Steve Mayoh

Personal information
- Full name: Steve Mayoh
- Born: 30 January 1957 (age 68)

Playing information
- Position: Prop
Club
| Years | Team | Pld | T | G | FG | P |
| 1979–85 | North Sydney | 92 | 9 | 4 | 0 | 37 |
- Source:

= Steve Mayoh =

Australian rugby league footballer and administrator

Steve Mayoh is an Australian former rugby league footballer who played in the 1970s and 1980s. He played for North Sydney in the New South Wales Rugby League (NSWRL) competition.

==Playing career==
Mayoh made his first grade debut for North Sydney in round 1 1979 against Cronulla-Sutherland at North Sydney Oval which ended in a 7-34 loss. Mayoh made a total of 6 appearances for Norths in his debut year as the club finished last on the table and claimed the wooden spoon after winning only 2 games all year.

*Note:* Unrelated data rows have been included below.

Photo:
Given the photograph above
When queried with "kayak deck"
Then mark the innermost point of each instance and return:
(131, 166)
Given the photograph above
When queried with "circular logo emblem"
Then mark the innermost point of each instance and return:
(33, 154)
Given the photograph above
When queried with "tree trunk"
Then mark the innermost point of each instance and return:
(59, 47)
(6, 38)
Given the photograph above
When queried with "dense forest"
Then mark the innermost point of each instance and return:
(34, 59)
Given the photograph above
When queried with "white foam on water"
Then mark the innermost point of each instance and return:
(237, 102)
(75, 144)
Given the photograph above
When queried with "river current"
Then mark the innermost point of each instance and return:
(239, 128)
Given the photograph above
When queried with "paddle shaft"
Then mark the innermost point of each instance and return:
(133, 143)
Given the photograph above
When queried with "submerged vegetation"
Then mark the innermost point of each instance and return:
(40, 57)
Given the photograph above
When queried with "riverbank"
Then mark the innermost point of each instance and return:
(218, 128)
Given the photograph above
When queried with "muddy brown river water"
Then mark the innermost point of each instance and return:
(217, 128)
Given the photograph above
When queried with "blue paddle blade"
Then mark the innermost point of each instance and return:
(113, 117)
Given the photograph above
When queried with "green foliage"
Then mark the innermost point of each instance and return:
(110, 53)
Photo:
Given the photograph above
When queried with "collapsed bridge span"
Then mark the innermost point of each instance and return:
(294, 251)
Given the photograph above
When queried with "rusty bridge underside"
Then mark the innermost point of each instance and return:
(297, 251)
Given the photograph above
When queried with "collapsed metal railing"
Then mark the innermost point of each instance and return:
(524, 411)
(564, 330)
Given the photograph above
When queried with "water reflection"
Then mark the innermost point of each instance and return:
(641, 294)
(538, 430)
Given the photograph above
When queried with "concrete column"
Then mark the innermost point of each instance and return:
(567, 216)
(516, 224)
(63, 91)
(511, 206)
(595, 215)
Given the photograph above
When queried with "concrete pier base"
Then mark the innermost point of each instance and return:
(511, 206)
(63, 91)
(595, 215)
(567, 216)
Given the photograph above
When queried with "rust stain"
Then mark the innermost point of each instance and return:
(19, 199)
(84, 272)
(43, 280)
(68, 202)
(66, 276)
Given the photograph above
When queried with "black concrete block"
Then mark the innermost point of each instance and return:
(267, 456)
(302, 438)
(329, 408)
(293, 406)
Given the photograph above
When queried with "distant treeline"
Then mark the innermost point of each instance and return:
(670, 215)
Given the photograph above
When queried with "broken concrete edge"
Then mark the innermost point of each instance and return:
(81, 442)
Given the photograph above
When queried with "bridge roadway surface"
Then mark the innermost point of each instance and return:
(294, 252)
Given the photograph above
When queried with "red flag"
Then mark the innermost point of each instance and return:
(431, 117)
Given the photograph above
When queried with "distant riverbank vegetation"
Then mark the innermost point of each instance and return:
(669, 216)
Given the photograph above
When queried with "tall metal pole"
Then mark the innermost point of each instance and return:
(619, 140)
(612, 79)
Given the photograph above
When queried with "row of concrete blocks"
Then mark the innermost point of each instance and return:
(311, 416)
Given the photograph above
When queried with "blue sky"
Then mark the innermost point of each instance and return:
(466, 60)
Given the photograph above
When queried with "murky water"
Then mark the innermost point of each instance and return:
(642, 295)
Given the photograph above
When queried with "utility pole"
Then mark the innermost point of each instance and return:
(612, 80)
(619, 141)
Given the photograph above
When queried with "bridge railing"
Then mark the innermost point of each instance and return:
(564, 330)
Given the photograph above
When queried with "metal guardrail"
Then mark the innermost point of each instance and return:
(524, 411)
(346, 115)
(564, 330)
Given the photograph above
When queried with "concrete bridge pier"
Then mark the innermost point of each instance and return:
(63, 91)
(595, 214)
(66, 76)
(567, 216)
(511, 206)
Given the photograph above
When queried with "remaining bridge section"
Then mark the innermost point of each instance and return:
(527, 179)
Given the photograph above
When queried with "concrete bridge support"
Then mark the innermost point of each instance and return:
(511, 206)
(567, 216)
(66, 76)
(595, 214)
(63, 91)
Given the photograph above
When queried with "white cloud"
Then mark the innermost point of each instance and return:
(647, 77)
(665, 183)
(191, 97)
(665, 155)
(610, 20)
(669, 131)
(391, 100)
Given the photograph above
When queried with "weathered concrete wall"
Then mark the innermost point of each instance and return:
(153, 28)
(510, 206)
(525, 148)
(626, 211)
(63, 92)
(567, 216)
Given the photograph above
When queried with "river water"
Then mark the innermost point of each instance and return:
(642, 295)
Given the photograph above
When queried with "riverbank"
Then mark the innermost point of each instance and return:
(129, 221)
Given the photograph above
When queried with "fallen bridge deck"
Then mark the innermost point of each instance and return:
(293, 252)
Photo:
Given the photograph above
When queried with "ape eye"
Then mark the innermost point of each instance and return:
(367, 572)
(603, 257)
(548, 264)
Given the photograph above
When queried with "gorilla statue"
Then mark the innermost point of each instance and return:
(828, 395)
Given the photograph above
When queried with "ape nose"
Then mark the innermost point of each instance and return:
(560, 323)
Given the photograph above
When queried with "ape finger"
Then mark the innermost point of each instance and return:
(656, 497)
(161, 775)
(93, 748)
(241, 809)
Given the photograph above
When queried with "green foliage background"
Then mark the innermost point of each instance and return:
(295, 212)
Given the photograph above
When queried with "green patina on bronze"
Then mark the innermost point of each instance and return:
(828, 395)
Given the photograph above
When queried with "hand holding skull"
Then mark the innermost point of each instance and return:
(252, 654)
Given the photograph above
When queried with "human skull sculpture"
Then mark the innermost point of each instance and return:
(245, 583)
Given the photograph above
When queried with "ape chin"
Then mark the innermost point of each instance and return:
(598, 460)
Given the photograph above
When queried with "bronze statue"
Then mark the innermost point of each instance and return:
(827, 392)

After another two seasons spent near the bottom of the table, Norths fortunes changed in 1982 as the club finished third under the coaching of Ron Willey. Mayoh played in both finals games for Norths as the club lost both matches and crashed out of the finals series.

Mayoh played with Norths until the end of 1985 before retiring. His final game was against Manly-Warringah in round 24 1985 at Brookvale Oval which ended in a 24–6 defeat.